Great post from Ezra on Clinton's plan to bring back Greenspan for yet another go-round:
Markets need to be calmed, and Greenspan is their Quaalude. And while folks are making fun of her for saying that she doesn't understand Greenspan, not understanding Greenspan is no different than failing to converse with Mork. He speaks a made-up language. What're you going to do?

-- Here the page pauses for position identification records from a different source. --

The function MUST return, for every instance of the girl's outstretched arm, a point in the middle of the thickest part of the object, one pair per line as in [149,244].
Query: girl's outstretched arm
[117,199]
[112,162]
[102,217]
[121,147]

But the reality of the housing crisis is, in part, that it's a failure of conservatism, a function of regulators who refused, for ideological reasons, to do their job, and who let a massive portion of the economy outgrow the regulatory structure that should have contained it. What worries me about Clinton's personnel decisions here is that she's so set into the The Way Washington Works that she'll let this pass by, let Greenspan come back (thus reaffirming the idea that only this right-wing Rand acolyte can manage the economy), pretend this was just an unstoppable flip of the business cycle, and prove utterly ineffective at using it to create change in our economic policy making or domestic politics. You see this sort of thing in national security all the time: When the respected, establishment voices on an issue all lean right, so too does the conversation. One of the things a new president could do would be use his or her power to elevate new voices. But I've not seen much of that from the Clinton campaign. Her campaign has been hurt by its baffling reliance on the old triad of Penn, Wolfson, and Ickes, and the vision she paints of her hypothetical government appears to include Colin Powell and Alan Greenspan. That's not comforting for those of us who'd actually like to see these conversations move in more progressive, reality-based directions.
There are far, far too many people who got this issue right for us to rely on those who got it wrong - or worse, who directly facilitated this problem's creation - as we try to come up with solutions.
One of the main reasons - perhaps even the primary reason - why I oppose Clinton's nomination (as opposed to why I support Obama's) is that I think it is dangerous for us to continue to rely on the same small group of policy experts year after year after year. From 1980-1992 we lived thought the years of Reagan and Bush, and during that time a small and fairly stable group of people dominated the highest levels of our policy and political world. In 1992 everything changed. The election of Bill Clinton brought a new generation of people to Washington, and with them came some great new policy ideas. 2000 saw another shift, but because it was the son of the last Republican president, it was shift that returned us to the previous status quo. Dick Cheney, Donald Rumsfeld, Colin Powell, Richard Armitage, Richard Perle... it was like a greatest hits list from the Reagan, Bush, and Ford administrations. The world had changed, but our government had not.
And now, here in 2008, we are faced with a similar choice. Do we want to elect new people who will bring in new advisors and experts, or do we want to return to the past for yet another administration with people from our past.
My answer is simple: new people bring new ideas, new experiences, and fresh perspectives. As Einstein once said, "We can't solve problems by using the same kind of thinking we used when we created them." But if we rely on the same people, we'll almost by definition be using the same kind of thinking. Reagan-Reagan-Bush-Bush-Clinton-Clinton-Bush-Bush-Clinton-Clinton would be nearly 4 decades of rule by two major political families and their associated experts. If our problems were small, maybe that wouldn't be so bad. But...
UPDATE: Even rabidly pro-Clinton Krugman thinks this is a bad idea.